TODAY'S TMJ4 received a video students planned to show before the play explaining their choice to use the N-word in the show.
"It hurts to say it," said a group of white students. "It hurts to hear it," echo a group of African-American students. "We need to address racism to change racism," both groups said together.
It's a debate that's attracted national eyes-including an anti-censorship advocate. Howard Sherman from the Arts Integrity Initiative at the New School of Drama has been part of similar debates before.
"If this is simply a desire to not have this particular story told, that starts to smack of censorship," he said. He said concerns over the use of the N-word, however, are legitimate, especially, he said, in a school context.

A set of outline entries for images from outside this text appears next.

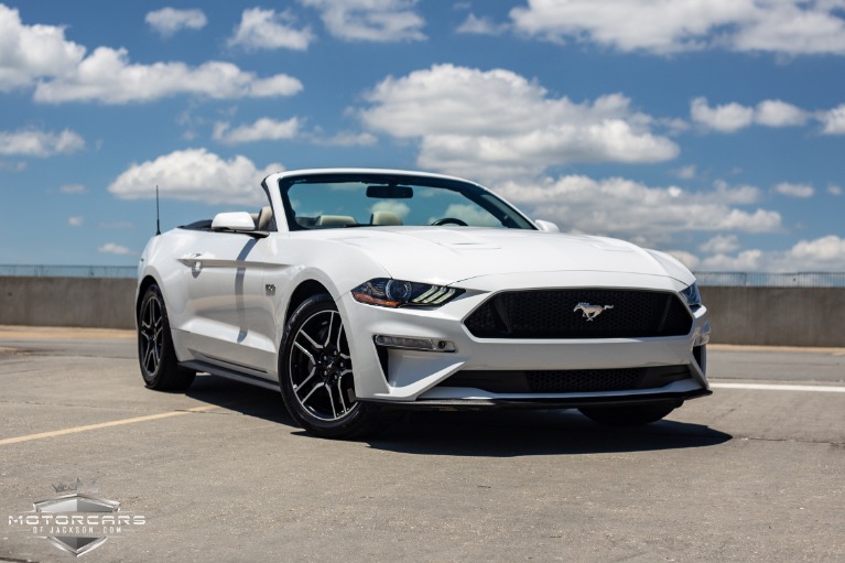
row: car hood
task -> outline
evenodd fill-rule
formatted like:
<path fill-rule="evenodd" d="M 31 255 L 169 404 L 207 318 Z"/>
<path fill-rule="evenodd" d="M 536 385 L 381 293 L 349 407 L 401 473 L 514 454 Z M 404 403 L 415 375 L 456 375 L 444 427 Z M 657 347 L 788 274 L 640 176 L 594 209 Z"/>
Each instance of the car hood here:
<path fill-rule="evenodd" d="M 444 285 L 481 275 L 563 271 L 660 275 L 686 284 L 695 281 L 668 255 L 605 237 L 472 227 L 368 227 L 322 232 L 364 250 L 396 279 Z"/>

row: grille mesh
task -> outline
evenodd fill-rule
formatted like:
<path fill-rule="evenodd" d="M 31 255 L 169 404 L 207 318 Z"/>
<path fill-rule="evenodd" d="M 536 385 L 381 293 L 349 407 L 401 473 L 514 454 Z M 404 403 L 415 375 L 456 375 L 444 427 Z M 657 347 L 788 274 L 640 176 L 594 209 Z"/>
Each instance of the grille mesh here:
<path fill-rule="evenodd" d="M 577 369 L 566 371 L 527 371 L 533 393 L 576 393 L 637 389 L 642 369 Z"/>
<path fill-rule="evenodd" d="M 588 321 L 579 303 L 611 305 Z M 487 300 L 465 321 L 479 338 L 642 338 L 681 336 L 692 318 L 669 292 L 571 289 L 509 291 Z"/>

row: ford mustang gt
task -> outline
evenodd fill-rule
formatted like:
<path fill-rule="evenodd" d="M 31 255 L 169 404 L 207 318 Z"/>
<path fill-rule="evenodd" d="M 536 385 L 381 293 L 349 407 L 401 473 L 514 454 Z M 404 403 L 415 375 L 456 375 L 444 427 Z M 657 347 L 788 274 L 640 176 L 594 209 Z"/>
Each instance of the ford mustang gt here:
<path fill-rule="evenodd" d="M 578 409 L 654 422 L 711 393 L 695 278 L 565 235 L 465 180 L 282 172 L 267 206 L 156 235 L 139 263 L 147 387 L 197 372 L 279 389 L 293 419 L 360 435 L 397 408 Z"/>

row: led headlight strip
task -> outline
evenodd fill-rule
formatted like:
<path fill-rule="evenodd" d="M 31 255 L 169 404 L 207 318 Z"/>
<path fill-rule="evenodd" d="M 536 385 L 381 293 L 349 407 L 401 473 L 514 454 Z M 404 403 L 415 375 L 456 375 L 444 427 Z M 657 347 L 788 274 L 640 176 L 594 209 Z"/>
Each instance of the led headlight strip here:
<path fill-rule="evenodd" d="M 353 290 L 353 297 L 359 303 L 382 307 L 438 307 L 464 293 L 464 290 L 430 283 L 376 278 Z"/>

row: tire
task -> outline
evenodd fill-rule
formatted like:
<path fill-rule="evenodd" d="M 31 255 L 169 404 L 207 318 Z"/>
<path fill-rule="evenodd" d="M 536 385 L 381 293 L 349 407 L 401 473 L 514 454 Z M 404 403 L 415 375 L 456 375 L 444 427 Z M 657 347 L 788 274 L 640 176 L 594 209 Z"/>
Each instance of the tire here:
<path fill-rule="evenodd" d="M 608 426 L 639 426 L 657 422 L 675 410 L 674 403 L 626 404 L 620 407 L 585 407 L 586 418 Z"/>
<path fill-rule="evenodd" d="M 170 333 L 164 299 L 158 285 L 150 285 L 138 313 L 138 362 L 149 389 L 184 391 L 196 371 L 180 367 Z"/>
<path fill-rule="evenodd" d="M 291 315 L 279 354 L 279 388 L 291 416 L 319 437 L 361 437 L 376 407 L 355 401 L 349 344 L 334 300 L 306 299 Z"/>

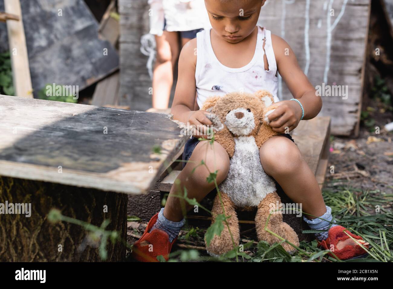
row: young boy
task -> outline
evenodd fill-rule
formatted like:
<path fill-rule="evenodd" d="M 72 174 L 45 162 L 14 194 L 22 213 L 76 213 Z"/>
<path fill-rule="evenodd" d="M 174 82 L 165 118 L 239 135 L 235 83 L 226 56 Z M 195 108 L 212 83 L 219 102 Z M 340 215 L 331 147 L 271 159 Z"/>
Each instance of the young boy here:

The school sent out the following statement Friday, one day after the decision to cancel the play:
The Board is committed to serving all of our students. Sadly, in the current circumstances regarding the production of To Kill a Mockingbird, there is no single outcome that can satisfy all of the many interests and concerns involved.
As our administration worked today to navigate the complexity of the many issues surrounding the cancellation of To Kill A Mockingbird, they met with students, staff, parents and community members to listen, learn and identify a path forward together.
Though we had hoped to announce today how we plan to move forward, a decision of this magnitude requires a very thoughtful approach. The work continues as we try to find a viable solution and we will provide an update in the coming days.